Following Diddy and Jay-Z are Dr. Dre, 50 Cent and Bryan “Birdman” Williams of Cash Money Records.

I wasn’t surprised to see Diddy at the top of the list. His visionary style of corporate leadership is nothing short of iconic and legendary. The same is true for Jay-Z and other artists who made the list. What’s most interesting to me about Diddy, to be quite frank, is that Sean is probably the worst rapper on the list of wealthy hip-hop artists. While we can easily point to major jams produced and sold by Jay-Z, Birdman, Dr. Dre and even Fifty Cent, Diddy hasn’t put out hardly anything noteworthy since the death of the Notorious B.I.G. nearly 14 years ago.

With that said, kudos must be given to Sean for realizing that the real power in the entertainment industry doesn’t go to the artist. The truest forms of power actually go to the executives who control the artists. That’s why, when we hear of one artist after another complaining about how they “got screwed” with Diddy’s Bad Boy record label, we have to realize that not understanding the business model behind your industry effectively volunteers you for exploitation. Education is typically the key to positioning yourself to have a chance to become wealthy instead of just “hood rich.”

Another hint of brilliance in Diddy’s life that impresses me is his willingness to become politically active. Diddy and a few others have realized the significant and mostly untapped political power of hip-hop music and have harnessed some of that power to create “get out and vote” campaigns, among other things. While I am certainly impressed with Diddy’s understanding of hip-hop’s political power, I am quietly hoping that he will do even more than he has done today. While hip-hop certainly has the leverage to get people out to vote, it also has the power to fight against the mass incarceration of African American males, serious economic inequality that affects black families, the destruction of our urban youth with inadequate inner city schools, and the like. Rather than just rapping about the trauma that they experience in the hood, I am hoping that artists will realize that they can actually do something about it.

Diddy and others like him must never forget that with great power comes great responsibility (even Spider Man’s uncle Ben knew that). This means that when all eyes are on you, you then have the ability to shape an entire generation and dictate the direction of the black community for generations to come. Using that power to convince young people to get high and drunk or spend all night in the club undermines their tremendous capacity for productive and empowered behavior.

While many leading hip-hop artists are still stuck in the less-evolved state of selling liquor and trying to out-bling one another, they may want to take a look at some of the work being done by a few prominent billionaires, including Bill Gates, Warren Buffett and Oprah Winfrey. Instead of using their money to show you yet another fancy jet or expensive Mc-Mansion they’ve built, a group of billionaires have pulled together their resources and decided to change the world. Many of them have agreed to give half their fortunes to charity, and others, including Facebook founder Mark Zuckerberg, have been working diligently to fix our schools and make our world a better place for the next generation.

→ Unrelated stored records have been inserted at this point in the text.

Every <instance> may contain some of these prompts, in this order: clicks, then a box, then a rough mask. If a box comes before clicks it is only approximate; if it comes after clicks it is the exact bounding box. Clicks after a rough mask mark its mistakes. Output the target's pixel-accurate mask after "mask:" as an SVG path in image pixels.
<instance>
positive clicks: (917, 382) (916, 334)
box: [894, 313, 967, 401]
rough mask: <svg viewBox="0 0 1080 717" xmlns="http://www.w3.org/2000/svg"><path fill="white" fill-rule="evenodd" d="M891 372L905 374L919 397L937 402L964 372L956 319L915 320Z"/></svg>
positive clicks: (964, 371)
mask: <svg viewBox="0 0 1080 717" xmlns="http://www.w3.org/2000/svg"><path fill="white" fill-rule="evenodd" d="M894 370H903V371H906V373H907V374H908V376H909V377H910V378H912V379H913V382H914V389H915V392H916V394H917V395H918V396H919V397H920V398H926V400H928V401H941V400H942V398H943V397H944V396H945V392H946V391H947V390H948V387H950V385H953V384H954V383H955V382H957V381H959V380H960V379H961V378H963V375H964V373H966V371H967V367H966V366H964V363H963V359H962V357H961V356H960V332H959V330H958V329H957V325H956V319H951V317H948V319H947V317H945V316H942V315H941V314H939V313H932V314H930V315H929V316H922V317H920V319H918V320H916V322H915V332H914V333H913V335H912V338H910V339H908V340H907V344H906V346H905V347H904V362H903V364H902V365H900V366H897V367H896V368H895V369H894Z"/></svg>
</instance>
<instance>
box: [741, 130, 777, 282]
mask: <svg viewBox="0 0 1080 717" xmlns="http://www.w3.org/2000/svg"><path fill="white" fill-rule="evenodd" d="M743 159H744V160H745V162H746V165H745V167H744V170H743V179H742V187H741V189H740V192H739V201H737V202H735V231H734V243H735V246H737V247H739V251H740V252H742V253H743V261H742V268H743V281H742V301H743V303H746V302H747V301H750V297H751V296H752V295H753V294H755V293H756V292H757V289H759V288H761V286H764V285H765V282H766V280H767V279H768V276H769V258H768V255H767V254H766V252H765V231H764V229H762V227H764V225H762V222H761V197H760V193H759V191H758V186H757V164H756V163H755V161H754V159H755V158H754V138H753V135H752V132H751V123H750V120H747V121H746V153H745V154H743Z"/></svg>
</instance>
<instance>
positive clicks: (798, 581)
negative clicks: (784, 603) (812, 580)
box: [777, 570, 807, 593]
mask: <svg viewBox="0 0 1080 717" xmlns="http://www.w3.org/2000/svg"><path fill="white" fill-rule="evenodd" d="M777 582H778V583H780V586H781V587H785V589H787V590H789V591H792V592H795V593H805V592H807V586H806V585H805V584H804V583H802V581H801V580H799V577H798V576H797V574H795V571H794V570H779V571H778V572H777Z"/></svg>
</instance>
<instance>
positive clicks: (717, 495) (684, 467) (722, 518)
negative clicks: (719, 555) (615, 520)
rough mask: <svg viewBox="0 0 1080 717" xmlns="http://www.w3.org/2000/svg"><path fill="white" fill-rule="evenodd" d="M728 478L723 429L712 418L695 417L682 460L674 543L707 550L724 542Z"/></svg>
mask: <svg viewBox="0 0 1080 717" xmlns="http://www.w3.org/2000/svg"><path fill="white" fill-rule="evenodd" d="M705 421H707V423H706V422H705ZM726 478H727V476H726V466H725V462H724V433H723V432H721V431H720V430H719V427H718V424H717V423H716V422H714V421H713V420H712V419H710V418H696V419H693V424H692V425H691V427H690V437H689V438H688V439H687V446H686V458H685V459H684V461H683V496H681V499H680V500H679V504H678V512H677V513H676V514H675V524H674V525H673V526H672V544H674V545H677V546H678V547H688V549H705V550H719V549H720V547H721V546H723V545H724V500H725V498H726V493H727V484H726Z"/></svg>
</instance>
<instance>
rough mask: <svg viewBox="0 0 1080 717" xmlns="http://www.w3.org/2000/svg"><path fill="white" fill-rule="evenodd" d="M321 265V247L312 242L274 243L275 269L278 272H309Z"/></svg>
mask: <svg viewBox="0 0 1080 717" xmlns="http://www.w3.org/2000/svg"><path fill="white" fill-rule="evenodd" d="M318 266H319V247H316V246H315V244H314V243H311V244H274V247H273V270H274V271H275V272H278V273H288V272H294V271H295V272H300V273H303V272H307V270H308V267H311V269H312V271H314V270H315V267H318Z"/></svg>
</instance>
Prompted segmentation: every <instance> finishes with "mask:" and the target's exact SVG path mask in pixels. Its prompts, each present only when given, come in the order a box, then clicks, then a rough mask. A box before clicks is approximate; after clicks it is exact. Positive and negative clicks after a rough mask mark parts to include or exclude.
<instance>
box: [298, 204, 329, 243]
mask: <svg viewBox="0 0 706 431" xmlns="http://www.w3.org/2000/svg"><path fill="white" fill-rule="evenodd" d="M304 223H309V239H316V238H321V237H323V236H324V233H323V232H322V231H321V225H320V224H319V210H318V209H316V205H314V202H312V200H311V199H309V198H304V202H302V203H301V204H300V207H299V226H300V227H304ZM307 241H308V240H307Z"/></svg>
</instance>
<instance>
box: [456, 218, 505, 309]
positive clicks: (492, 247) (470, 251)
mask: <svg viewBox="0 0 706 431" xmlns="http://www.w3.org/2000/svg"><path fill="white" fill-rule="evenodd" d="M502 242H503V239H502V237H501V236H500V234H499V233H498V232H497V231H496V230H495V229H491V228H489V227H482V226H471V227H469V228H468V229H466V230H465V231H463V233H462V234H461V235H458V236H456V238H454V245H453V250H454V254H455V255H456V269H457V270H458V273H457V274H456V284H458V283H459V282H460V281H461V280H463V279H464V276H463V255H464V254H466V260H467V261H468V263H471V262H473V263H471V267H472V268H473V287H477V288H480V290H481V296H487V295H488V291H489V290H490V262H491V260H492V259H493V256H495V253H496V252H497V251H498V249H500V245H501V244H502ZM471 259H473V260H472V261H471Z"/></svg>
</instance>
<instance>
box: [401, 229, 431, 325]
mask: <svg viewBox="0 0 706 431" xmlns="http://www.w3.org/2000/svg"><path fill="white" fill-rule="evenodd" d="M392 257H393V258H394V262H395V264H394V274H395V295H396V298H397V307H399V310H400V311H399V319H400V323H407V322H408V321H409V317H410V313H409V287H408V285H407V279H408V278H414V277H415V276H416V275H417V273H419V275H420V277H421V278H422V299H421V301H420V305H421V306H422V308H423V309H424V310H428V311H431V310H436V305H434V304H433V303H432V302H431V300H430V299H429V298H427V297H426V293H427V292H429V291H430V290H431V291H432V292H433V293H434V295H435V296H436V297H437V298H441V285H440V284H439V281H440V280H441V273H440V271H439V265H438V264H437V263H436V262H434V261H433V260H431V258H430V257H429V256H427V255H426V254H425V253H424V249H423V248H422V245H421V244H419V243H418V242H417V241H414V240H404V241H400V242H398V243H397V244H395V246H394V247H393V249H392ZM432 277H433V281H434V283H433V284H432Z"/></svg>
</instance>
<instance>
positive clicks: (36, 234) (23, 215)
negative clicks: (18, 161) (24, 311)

If wealthy whites can step to the plate to engage in initiatives that help the black community, we should expect the same from wealthy African Americans. So, rather than rapping about bling, cristal, women, and fancy cars, perhaps we can enlighten ourselves and start rapping about things that will give our kids a chance to truly shine. Given that Diddy is the wealthiest among all the rich guys at the top, I’ll be looking toward him to take the lead.